Dave's silent for a beat. I can hear Sarah in the kitchen now. The kettle’s filling with water for morning herbal tea instead of coffee. There’s a mug being pulled from the cabinet.
"Vancouver would offer six years, probably $8 million per," Dave says carefully. "Top-pairing minutes. You’d likely run PK2, if not PK1. That's $48 million, Kevin. That's the security of an extra year and the highest AAV we're hearing about."
$48 million.
For playing alongside guys who've been headhunting me all season.
"Not happening."
"That's $10.5 million more than Vegas. That's—"
"I said no." My voice is harder than I intended. "I'd rather retire."
Another pause. I can hear the disappointment in Dave's silence.
Sarah's singing now. Soft, under her breath, but I can make it out through the door. Something about small towns and staying put. Very on the nose, universe. Thanks for that.
"The Kevin I signed years ago would've jumped at Vegas," Dave says finally. "Great team, great city, incredible nightlife for a single guy your age."
Single guy.
Right.
I try my best to keep watching Sarah through the gap in the door.
She moves around my kitchen like she belongs there.
Because she does. She's been dog-sitting for eighteen months, sleeping in my guest room on every road trip, leaving her shampoo in my shower and the rescue’s donation flyers on my counter.
And now she's pregnant with my kid.
"So, walk me through why Austin matters so much," Dave says. "You got ties there I don't know about?"
The bathroom door closes down the hall. I hear the shower turn on.

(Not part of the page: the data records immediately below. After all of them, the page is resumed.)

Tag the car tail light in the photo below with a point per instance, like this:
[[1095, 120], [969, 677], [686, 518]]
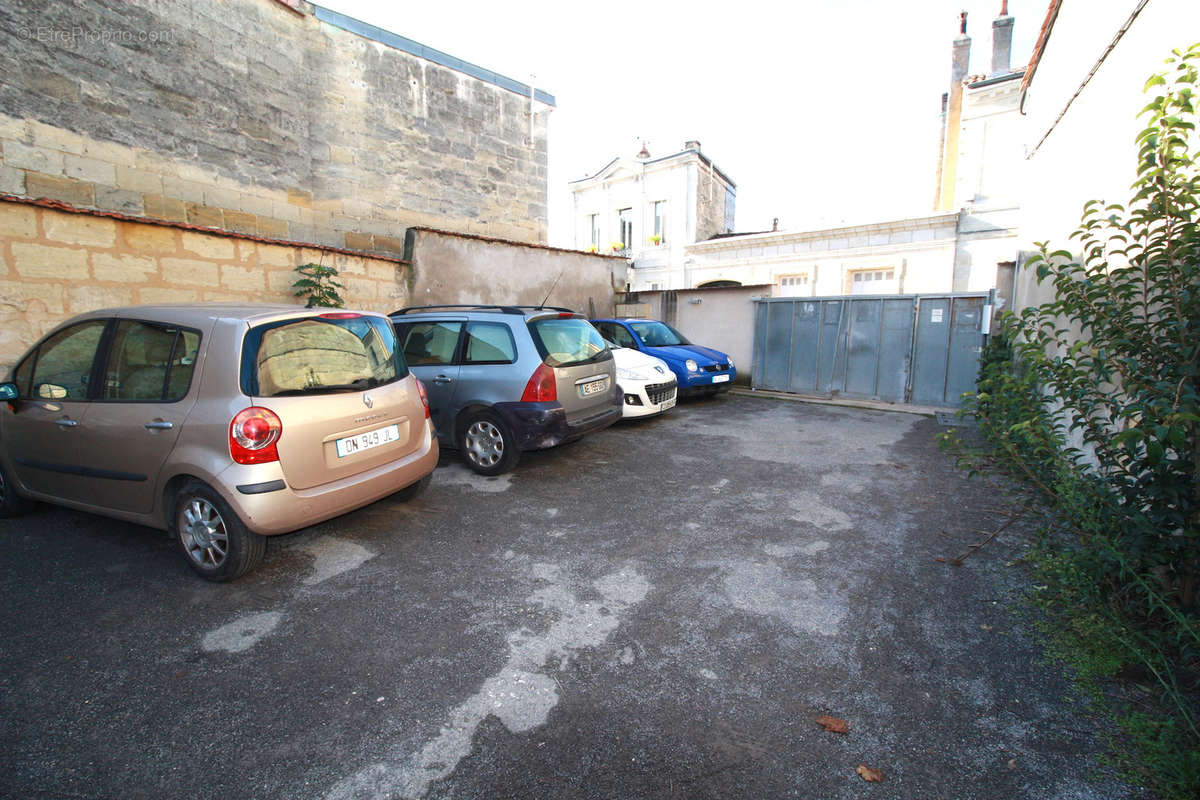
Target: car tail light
[[253, 434], [541, 386], [425, 396]]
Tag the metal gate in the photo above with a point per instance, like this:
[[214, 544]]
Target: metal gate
[[901, 348]]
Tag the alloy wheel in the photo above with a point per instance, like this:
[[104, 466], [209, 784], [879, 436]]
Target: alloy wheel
[[485, 443], [203, 533]]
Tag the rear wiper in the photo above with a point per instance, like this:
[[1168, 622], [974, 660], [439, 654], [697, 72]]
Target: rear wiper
[[353, 386]]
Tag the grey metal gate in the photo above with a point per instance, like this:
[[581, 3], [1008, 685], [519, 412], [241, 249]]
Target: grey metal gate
[[901, 348]]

I can't tell him. Not yet. Sarah and I haven't even figured out what we are. How the hell am I supposed to explain it to my agent?
"I like the team. I like the city."
"That's not an answer." Dave's voice sharpens. "You're a single guy in his twenties making millions of dollars playing professional hockey. Vegas has shows, nightlife, you can fly anywhere in three hours. Vancouver's got mountains, ocean, a whole different country to explore. What am I missing?"
Everything. You're missing everything, Dave.
"It's just... I'm comfortable here."
Dave sighs heavily. He knows I'm holding back and he's not happy about it.
"Comfortable is what kills careers, Kevin. Look, I'm not saying take Vegas. I'm not even saying eliminate Austin. I'm saying keep your options open."